Researchers from the Skidaway Institute of Oceanography have reported a renewed understanding of the Earth's ecosystem has been influenced by the Industrial Revolution.

The scientists have said that carbon emitted by active industries at that time has continued to affect the geographically remote ecosystem of glaciers. The resultant ice loss has increased over time.

The deposition of carbon on glaciers forms soot or black carbon. This black carbon darkens the surface of the glacier, thus increasing the absorption of light and heat, which leads to the melting of the glacier and ice loss. Additionally then, glaciers provide a great deal of carbon to downstream ecosystems.

Once deposited on the glacier's surface by carrying agents like snow and rain, the carbon (containing dissolved organic matter) moves with the glacier and is eventually turned into food for microorganisms at the base of the marine food web, working its way up the chain.

As a result, not only are marine creatures affected by the carbon pollution drawn from nearby and contemporary sources, they are also hurt by a supply of carbon from the glaciers.

The researchers are of the opinion that this carbon is sourced from ancient forests and peat reserves overrun by glaciers.

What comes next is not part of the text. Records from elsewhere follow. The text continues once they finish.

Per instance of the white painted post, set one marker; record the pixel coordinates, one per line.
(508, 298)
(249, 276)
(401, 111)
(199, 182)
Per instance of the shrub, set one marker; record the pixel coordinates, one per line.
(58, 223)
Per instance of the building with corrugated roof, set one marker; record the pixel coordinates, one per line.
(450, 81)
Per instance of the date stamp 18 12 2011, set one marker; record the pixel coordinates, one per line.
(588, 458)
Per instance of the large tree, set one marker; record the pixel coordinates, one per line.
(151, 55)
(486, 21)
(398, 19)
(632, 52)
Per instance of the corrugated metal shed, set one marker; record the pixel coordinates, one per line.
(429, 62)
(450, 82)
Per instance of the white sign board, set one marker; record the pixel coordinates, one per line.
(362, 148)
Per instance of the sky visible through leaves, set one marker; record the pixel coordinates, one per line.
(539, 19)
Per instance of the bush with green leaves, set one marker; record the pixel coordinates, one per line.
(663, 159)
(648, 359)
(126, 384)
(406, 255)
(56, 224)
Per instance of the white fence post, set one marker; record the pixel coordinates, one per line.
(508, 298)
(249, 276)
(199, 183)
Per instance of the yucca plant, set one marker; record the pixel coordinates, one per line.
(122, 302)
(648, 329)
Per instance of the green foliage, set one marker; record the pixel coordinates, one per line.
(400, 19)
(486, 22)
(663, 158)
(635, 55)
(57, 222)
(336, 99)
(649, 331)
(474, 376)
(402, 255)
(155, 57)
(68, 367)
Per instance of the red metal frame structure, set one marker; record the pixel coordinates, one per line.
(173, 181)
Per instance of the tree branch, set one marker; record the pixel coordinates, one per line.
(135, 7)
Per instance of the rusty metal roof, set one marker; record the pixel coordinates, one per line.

However, they also believe that the carbon is also sourced from contemporary biomass and burning of fossil fuels.

According to the researchers, glaciers and ice sheets together represent the second largest reservoir of water on earth and glacier ecosystems cover ten percent of the Earth's surface area. Despite such numbers, it is unfortunate that such geographic formations are not better cared for.

"Remote regions are often perceived as being pristine and devoid of human influence," said Aron Stubbins from the Skidaway Institute of Oceanography. "Glaciers show us that nowhere goes untouched by industry. Instead, burning fuels has an impact upon the natural functioning of ecosystems far removed from industrial activity," he added.